George Shaw. From "The Sly and Unseen Day"
Shaw's work reminds me of Philip Larkin's poetry. Larkin wrote from his adopted Hull and conjures up the flatness and bleakness of that region well, mirroring it's fading purpose (the nearby Humber Bridge, so vast, was described as "the bridge to nowhere") within his own private life and the desperation of internalised disappointment so typical of his finest poetry.
Shaw makes a similar journey through the post war housing estates of his native Coventry (before Hitler, as fine a medieval city as any on the Continent).

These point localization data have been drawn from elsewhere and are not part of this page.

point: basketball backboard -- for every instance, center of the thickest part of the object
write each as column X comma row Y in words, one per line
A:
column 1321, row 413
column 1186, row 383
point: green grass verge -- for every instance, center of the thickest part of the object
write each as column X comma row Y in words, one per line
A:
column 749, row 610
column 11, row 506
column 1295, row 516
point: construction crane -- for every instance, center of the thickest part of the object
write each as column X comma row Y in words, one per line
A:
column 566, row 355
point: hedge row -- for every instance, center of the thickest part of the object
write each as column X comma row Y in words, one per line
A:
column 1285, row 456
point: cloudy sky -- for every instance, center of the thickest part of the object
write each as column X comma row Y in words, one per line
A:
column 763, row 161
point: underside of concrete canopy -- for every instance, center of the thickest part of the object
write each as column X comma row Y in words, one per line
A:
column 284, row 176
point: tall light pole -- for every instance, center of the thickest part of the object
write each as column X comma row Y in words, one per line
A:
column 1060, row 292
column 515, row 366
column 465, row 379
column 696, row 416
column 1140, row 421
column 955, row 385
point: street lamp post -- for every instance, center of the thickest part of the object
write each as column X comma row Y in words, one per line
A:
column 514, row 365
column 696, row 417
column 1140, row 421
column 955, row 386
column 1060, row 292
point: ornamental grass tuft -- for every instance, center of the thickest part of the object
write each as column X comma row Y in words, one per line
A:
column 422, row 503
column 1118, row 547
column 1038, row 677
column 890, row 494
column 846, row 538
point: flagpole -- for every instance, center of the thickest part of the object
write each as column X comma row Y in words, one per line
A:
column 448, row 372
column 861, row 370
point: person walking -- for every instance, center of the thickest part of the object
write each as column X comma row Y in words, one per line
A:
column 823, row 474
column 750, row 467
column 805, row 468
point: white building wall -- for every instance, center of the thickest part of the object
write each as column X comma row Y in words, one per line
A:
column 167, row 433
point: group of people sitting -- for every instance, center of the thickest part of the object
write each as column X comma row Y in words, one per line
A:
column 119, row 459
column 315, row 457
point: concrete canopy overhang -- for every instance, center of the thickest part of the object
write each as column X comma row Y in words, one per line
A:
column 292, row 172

He depopulates his world, leaving few traces of human activity above the menial: A bus stop, a dog shit bin, scrawled and scratched graffiti behind an abandoned working men's club are the few signs of life; the once fashionable blank walls and Bauhaus Light new town architecture re-cycled in minimalist images painted, as all his work is, in enamel paint, supposedly meant for model makers. Yet, there are some memorable things in the show, even if, in nearly forty works (by my estimate) the sun appears once only directly and once by reflection. Otherwise the Coventry weather is all pewter coloured skies and wet concrete. If that sounds dreary, it is the same dreary one finds in Bergman films or Chekov's plays. Haunting.